Une syllabe sort de la gorge de l'un lorsqu'il essaye de s'exprimer, un haussement d'épaule secoue le corps de l'autre. À leur pied, il y a la chair. Ils plongent leurs doigts à l'intérieur de cette chose déchirée depuis quelques heures, et laissée là, comme un vulgaire sac poubelle. Parmi les décombres, on reconnait des formes... Une jambe... Une main... Un visage... et un sac-à-dos, abandonné par son propriétaire qui gît dans son propre sang, les membres écartelés par ceux qui ont précédés les deux vagabonds.

L'un arrache un morceau du ventre de la victime, et le porte à ses lèvres abîmés, tandis que l'autre se jette sur le cadavre, en enfouissant son visage entier dans les entrailles de celui qui est déjà mort.

En face d'eux, une voiture est garée. Sa peinture rouge s'effrite, et ses pneus sont presque à plat. Un de ses phares est brisé, dû à un vieil accident. Une plaque d'immatriculation occupe l'avant, mais une couche de poussière et de crasse s'est installée dessus, laissant les chiffres qui l'identifient invisibles pour nos yeux. Ses vitres sont fermées, et à travers la matière qui n'est plus transparente, on devine les traits d'une jeune fille, le regard fixé sur ceux qui sont en train de se faire dévorer. Elle pleure.

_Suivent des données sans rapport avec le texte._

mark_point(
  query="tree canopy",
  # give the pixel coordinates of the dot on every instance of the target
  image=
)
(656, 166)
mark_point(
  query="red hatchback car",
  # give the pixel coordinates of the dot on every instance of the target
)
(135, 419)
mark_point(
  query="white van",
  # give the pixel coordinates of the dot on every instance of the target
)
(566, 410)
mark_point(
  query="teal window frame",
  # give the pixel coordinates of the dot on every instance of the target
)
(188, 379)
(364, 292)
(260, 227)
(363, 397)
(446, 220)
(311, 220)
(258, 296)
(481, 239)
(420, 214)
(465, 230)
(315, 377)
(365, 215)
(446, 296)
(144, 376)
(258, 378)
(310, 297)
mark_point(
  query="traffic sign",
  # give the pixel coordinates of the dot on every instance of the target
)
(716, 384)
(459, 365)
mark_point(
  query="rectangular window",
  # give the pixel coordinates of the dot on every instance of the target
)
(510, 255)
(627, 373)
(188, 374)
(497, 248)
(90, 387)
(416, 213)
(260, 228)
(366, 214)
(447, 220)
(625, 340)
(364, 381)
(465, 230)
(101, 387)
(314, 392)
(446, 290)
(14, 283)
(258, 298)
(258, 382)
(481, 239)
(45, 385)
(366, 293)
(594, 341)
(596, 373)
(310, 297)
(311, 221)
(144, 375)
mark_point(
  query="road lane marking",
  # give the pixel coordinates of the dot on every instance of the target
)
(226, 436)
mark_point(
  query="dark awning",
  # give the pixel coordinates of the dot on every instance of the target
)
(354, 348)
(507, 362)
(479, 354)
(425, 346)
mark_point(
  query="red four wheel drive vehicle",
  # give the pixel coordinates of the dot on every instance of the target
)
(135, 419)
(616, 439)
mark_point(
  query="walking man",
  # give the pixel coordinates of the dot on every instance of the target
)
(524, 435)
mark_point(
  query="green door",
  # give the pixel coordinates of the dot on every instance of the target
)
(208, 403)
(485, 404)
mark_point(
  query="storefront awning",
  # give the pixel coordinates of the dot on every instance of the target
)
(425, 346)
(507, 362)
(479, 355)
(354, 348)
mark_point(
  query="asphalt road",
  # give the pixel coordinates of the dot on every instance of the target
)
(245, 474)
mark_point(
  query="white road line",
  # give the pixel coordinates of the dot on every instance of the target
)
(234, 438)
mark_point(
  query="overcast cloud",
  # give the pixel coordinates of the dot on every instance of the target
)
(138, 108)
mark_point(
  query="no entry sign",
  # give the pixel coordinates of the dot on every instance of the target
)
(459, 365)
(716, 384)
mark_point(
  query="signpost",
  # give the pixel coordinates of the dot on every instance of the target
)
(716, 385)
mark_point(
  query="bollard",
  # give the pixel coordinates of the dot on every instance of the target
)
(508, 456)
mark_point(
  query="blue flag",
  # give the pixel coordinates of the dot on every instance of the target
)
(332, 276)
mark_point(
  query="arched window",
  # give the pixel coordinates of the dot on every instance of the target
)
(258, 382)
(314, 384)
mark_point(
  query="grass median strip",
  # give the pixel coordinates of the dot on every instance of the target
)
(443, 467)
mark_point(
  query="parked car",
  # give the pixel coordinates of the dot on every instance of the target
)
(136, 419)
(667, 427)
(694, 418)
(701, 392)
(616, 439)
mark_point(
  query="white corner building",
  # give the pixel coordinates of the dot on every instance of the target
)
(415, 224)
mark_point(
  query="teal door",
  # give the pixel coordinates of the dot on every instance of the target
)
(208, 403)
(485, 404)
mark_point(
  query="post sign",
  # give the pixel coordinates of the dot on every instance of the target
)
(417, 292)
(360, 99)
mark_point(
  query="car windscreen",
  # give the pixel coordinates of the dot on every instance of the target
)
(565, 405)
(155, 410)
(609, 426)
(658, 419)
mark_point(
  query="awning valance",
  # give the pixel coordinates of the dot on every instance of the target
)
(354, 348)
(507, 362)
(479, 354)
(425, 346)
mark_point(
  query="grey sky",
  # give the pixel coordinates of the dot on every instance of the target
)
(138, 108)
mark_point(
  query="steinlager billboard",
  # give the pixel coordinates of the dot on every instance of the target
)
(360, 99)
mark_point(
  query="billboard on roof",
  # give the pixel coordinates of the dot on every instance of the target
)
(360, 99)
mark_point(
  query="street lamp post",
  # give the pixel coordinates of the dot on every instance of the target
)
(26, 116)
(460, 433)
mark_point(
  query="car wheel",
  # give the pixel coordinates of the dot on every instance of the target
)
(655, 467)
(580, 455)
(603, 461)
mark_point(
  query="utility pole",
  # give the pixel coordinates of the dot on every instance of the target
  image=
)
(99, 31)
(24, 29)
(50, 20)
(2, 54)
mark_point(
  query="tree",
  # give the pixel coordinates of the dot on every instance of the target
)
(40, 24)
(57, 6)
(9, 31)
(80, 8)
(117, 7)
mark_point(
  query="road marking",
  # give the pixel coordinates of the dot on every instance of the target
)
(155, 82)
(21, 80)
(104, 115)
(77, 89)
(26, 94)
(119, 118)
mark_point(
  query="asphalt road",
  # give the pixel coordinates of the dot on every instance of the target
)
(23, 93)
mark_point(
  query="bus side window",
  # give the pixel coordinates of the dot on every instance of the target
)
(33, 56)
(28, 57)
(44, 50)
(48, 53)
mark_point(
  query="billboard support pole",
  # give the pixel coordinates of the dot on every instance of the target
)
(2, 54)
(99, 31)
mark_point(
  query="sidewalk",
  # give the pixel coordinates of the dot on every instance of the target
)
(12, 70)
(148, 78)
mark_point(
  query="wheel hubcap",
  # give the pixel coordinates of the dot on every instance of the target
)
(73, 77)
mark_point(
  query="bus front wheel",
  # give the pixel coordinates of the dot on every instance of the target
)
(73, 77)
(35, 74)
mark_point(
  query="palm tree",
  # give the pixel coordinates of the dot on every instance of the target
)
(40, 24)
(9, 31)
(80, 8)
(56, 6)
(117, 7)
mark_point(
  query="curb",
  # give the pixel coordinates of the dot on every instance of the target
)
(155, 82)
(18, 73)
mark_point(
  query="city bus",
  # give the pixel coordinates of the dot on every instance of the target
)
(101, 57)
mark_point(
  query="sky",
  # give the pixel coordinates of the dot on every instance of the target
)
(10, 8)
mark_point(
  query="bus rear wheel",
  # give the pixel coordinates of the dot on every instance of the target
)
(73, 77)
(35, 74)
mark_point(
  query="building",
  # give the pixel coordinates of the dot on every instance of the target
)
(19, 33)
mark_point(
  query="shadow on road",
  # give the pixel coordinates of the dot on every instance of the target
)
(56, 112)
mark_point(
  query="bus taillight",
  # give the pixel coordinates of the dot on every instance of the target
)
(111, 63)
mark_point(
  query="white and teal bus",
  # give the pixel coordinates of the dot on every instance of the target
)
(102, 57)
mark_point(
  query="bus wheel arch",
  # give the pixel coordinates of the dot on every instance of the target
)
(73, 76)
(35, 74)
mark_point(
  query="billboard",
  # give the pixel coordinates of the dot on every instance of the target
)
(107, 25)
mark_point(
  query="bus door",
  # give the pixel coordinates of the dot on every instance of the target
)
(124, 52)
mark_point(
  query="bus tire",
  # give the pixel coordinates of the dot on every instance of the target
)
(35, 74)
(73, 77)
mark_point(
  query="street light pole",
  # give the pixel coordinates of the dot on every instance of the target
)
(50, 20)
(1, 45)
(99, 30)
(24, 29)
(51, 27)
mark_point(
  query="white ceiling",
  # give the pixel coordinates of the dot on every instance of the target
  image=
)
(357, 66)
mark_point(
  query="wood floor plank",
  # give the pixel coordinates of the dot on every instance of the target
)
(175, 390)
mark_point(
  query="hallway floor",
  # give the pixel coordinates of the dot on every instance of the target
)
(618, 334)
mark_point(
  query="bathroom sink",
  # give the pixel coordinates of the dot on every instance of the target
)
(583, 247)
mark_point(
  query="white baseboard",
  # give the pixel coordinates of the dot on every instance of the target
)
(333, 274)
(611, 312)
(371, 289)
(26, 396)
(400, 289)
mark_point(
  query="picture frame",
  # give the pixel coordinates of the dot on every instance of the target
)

Les joues humides, elle reste calme, les yeux gonflés par le désespoir qui l'occupe depuis déjà plusieurs heures. Les bras enroulés autour de ses genoux écorchés, ses mains tremblent, et elle ferme ses paupières très fort, en espérant qu'il ne s'agit que d'un rêve. Elle se dit qu'elle n'a plus rien à faire, plus de raison d'être, dans ce nouveau monde.